In this chapter I shall briefly discuss the relations of the Ottoman rulers with neighbouring potentates and, at much greater length, the empire’s domestic affairs. The latter discussion will highlight politically active households within the ruling group; for not only has this been a favourite research topic during the last thirty years or so, such households were also at the core of many early modern polities from England all the way to Mughal India. Another central theme to historians throughout the early modern world is military change and the political repercussions of the latter. I shall discuss this question in conjunction with another major research topic, namely decentralisation on the one hand and recentralizing measures on the other. A discussion of the attempts by Ottoman authors to master intellectually the new situations that they encountered will conclude our chapter.

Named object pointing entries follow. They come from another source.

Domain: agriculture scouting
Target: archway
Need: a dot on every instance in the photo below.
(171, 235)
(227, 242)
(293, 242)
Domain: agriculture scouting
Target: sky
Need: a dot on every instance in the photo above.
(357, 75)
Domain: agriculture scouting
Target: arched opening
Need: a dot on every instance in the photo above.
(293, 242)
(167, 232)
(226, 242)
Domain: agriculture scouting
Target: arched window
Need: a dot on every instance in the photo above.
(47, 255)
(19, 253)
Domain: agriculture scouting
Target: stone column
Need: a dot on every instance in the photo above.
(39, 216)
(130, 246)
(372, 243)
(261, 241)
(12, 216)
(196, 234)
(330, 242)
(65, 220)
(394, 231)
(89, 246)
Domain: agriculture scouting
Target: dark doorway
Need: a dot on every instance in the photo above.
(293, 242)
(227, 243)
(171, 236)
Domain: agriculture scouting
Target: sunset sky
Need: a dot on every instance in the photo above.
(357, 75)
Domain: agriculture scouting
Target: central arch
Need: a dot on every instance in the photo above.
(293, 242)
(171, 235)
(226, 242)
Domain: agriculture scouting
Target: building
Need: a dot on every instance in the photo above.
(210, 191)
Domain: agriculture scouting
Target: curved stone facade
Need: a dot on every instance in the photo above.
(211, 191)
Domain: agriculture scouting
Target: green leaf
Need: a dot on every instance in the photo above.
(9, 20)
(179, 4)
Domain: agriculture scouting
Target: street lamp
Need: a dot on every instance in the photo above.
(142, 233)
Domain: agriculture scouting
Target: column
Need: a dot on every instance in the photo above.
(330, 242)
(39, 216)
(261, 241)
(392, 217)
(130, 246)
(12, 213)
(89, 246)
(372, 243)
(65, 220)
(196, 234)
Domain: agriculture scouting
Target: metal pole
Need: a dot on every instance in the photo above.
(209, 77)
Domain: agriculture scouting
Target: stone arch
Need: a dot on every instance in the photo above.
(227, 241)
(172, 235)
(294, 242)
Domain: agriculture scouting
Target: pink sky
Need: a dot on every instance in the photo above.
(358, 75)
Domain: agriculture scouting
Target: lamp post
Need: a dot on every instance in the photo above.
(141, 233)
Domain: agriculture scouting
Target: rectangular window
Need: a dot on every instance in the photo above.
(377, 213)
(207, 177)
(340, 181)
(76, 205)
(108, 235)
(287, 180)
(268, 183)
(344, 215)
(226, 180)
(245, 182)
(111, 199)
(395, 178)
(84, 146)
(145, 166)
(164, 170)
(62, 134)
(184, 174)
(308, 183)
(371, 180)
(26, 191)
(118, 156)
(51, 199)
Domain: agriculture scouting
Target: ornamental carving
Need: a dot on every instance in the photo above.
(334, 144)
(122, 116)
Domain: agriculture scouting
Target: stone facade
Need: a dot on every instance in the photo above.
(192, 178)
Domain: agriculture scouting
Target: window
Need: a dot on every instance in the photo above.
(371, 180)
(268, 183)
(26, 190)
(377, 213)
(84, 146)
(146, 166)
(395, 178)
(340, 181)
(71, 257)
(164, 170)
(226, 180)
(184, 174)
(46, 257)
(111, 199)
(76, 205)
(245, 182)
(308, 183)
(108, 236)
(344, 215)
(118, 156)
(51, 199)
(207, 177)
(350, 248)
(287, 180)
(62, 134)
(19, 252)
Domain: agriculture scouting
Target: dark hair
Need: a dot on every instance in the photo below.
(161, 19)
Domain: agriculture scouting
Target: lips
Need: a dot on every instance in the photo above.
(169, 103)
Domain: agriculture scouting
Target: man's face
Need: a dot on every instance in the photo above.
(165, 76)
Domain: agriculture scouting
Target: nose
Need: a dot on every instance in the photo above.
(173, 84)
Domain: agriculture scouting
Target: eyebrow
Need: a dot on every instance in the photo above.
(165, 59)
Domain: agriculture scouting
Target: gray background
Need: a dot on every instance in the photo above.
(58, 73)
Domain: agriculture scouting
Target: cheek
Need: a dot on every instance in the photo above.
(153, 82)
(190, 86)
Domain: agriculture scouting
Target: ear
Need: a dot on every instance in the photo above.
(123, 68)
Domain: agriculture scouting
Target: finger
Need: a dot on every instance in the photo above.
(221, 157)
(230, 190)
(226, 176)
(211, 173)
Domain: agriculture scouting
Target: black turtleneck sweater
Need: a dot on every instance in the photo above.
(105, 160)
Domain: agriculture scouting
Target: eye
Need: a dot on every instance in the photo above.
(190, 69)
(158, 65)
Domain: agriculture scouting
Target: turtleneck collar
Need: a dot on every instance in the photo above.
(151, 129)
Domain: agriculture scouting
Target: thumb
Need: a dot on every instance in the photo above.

At the beginning of the eleventh/seventeenth century the Ottomans were still embroiled in the Long War with the Habsburgs of Vienna. Peace was concluded in 1015/1606, with the Ottomans gaining a few fortresses and both sides exhausted to the point of agreeing to an ambiguous peace treaty. The document issued by the Habsburg chancery stated that, by immediate payment of a lump sum, the emperors would be absolved from future tribute payments for ‘royal’ Hungary. By contrast the document emitted by the Ottoman side stated that this was merely a down payment on the tribute of future years, which was to resume at a later date.